現場によって生まれる変化や目指したい変化は異なるでしょうが、これらの取り組みは参考にして頂けると思います。
みんなの介護 ほかにも介護現場で生かせそうな事例はありますか?
石井 「心理的安全性AWARD2023」でシルバーリングを受賞された平成医療福祉グループさんの事例があります。グループ内全26病院に勤務する複数の職種約310名(介護職種を含む)が1on1で話す取り組みをされています。本来は自発的に起きるべき「対話」も、忙しく緊急対応が日常である医療機関であえて「制度・ルールにした」点が面白い工夫だと感じました。
みんなの介護 忙しい医療・福祉の関係者に対して1on1を行うというのは、どのような目的だったのでしょうか?
石井 「チーム医療の質が病院の質を決める。良いケア・良い医療を提供するためにこそ心理的安全性が大事」という考えで、心理的安全性研修の実施はもちろん、バックヤードや休憩スペースへの心理的安全性ポスターを掲出。医療スタッフの制服を職種ごとに分けずにスクラブ1種類のみとすることで職種間ヒエラルキーをなくす工夫もされています。さらに特徴的だったのは、対話の機会を設けるために1on1を中心とした取り組みを推進されたことです。
その取り組みの結果1on1の有用性を感じる声が多く、導入から半年経っても9割以上の方が継続を希望されているといいます。
みんなの介護 例えば、ご家庭での介護における家族間の話し合いにも1on1は応用できますか。
石井 ご家庭でも組織でもそうですが、「いつか相手がこうなってくれないかな」と期待しても、自動的にそうなることは少ないのではないでしょうか。
そこで、まずは相手に助けを求めてみる。1対1で話そうよ、と声をかけてみる。そして、話してみる。すると、意外と相手が動いてくれることがあります。

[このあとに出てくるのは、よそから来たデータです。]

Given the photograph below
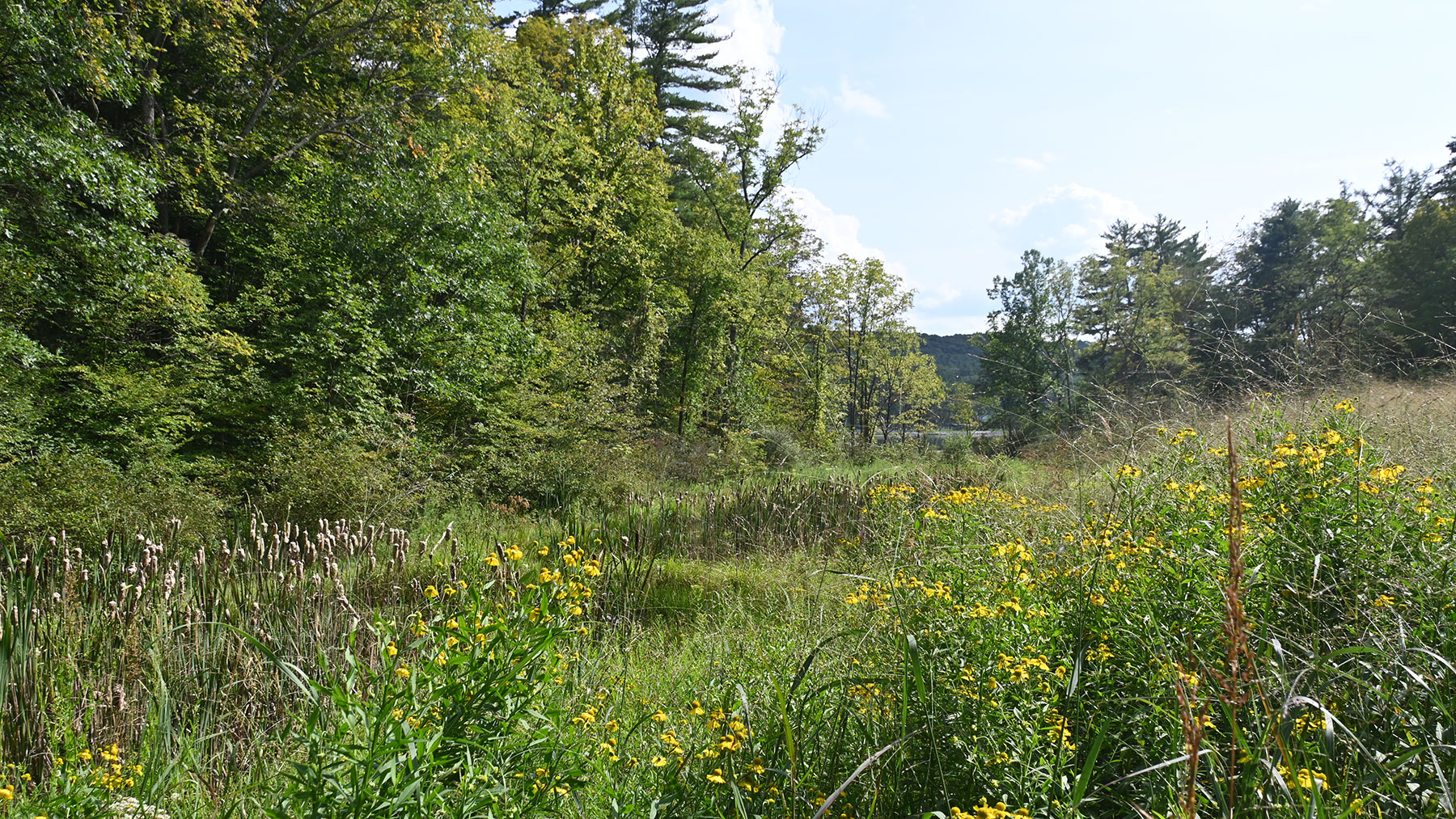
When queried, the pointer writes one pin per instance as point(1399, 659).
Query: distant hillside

それでもやってもらえなかったら、ある意味「前向きに諦める」ことができると思うのです。「やってくれて当然」と期待して「なのにやってくれていない」と、がっかりするより、このひとは実際に、言葉を尽くして伝えてみたけれどダメなんだな、と前向きに諦める方がストレスは軽減できます。

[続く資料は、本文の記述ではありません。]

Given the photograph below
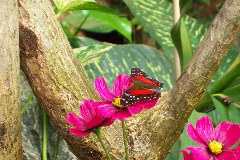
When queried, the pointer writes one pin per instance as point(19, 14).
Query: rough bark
point(50, 66)
point(10, 123)
point(56, 78)
point(166, 121)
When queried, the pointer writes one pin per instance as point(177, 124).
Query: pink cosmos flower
point(237, 152)
point(215, 142)
point(187, 156)
point(110, 107)
point(91, 119)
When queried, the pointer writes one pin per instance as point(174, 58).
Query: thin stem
point(26, 104)
point(125, 139)
point(56, 148)
point(80, 26)
point(45, 136)
point(59, 14)
point(99, 135)
point(176, 16)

もちろん、自分が我慢して、自己犠牲をして、すべてを背負い込むことはありません。それぞれの人には、できることしかできないからです。誰かを頼る、誰かに限界を伝える……、公的な機関などに助けを求めるなど、上手に手放すことも大切です。
みんなの介護 一見、目に見えないものに思える「心理的安全性の確保」が、具体的な数字となって結果に表れていることが伝わってくるお話でした。最後に、石井さんが、日本社会に心理的安全性を広めたビジョンや目標を教えてください。
石井 たった1億人程度の人口の日本で、自動車産業をはじめ世界的なグローバル企業が何社もある国は、世界でも類を見ません。それぐらいの力があるのに、今は心理的安全性の低さや、過度な忖度といったものにフタをされてしまっています。
心理的安全な組織・チームをつくることで、そのフタをとっぱらっていきたいと思っています。この日本社会に「最高の仕事をする、しあわせなチーム」を増やしたいのです。
みんなの介護 日本の企業や団体は、まだまだ変われる余地がありますね。仕事以上に職場の環境が辛いという方の声も多く聞きますので、心理的安全性を実践する企業がさらに増えたらいいなと感じます。本日は、ありがとうございました。